If you are going into this one because you liked The Natural Way of Things, you need to know that The Weekend is entirely different, with one exception: the brilliant writing.
‘This was something nobody talked about: how death could make you petty. And how you had to find a new arrangement among your friends, shuffling around the gap of the lost one, all of you suddenly mystified by how to be with one another.’
This is a novel about female friendship that has been coloured by grief, and although the main characters are each in their seventies, I do feel that this is a story that women of other ages could connect with. I certainly did, and I’m in my forties.
‘At the same instant they each lifted a hand to shade their eyes, in a motion Adele had seen hundreds, thousands of times through all the decades of their friendship. She remembered them from long ago, two girls alive with purpose and beauty. Her love for them was inexplicable.’
Each of these women were likeable and not, in equal measure, like real people, I suppose. Balanced against their grief for Sylvie and their irritations with each other was a very real concern for their own circumstances within the framework of ageing. Overall, I felt as though each character got enough airtime and no one’s issues overshadowed the other. It made for an entertaining read, the shifting perspectives. The weaving into the narrative of their respective as well as mutual histories was also well done.
‘Until now she had never considered that the worn rubber band of their friendship might one day simply disintegrate. It seemed impossible. But a deadness had crept into their feelings for one another and, it seemed now, was spreading.’
I read The Weekend in one day, on the weekend! It was one of those novels that made for easy reading, despite the thought provoking content and heavy themes. Honestly, it was an incredibly uplifting read and I highly recommend it.
‘And each of the three let go, plunged down and felt herself carried, lifted up in the great sweep of the water’s force, and then – astonishingly gently – set down on her feet again. They breathed, and wiped their eyes, reached for each other again, waited for the next wave.’

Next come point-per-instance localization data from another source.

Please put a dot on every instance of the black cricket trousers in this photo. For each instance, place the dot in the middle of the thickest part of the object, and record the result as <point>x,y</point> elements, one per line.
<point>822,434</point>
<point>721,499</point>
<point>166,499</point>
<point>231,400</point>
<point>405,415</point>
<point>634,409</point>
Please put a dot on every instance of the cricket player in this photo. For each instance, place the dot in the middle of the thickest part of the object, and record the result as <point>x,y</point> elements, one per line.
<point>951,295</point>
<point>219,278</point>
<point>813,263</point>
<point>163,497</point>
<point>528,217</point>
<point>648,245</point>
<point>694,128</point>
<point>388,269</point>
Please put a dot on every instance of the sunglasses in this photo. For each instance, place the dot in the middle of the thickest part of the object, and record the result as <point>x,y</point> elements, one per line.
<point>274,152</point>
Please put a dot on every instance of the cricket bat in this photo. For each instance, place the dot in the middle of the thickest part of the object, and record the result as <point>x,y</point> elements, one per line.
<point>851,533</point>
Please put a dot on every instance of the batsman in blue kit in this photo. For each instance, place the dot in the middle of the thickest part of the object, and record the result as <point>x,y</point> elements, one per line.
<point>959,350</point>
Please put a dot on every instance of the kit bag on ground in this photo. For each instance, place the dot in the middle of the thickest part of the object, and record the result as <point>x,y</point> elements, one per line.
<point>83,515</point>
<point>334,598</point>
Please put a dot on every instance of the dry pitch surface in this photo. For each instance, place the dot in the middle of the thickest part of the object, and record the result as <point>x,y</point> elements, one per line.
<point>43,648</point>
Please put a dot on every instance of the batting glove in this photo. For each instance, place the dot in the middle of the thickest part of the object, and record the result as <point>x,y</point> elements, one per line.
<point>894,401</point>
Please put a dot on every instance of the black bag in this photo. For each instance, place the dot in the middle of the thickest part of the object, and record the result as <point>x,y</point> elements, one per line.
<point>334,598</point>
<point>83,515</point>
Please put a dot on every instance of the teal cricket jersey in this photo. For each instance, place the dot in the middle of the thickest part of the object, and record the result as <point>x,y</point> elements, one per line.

Thanks extended to Allen & Unwin for providing me with a copy of The Weekend for review.
About the Author:
Charlotte Wood has been described as ‘one of our most original and provocative writers’. She is the author of six novels and two books of non-fiction. Her bestselling novel, The Natural Way of Things, won the 2016 Stella Prize, the Indie Book of the Year and Indie Book Award for Fiction, was joint winner of the Prime Minister’s Literary Award for Fiction, and was published throughout Europe, the United Kingdom and North America. She has been twice shortlisted for the Miles Franklin Literary Award, as well as many others for this and previous works. Her non-fiction books include The Writer’s Room, a collection of interviews with authors about the creative process, and Love & Hunger, a book about cooking. She lives in Sydney with her husband.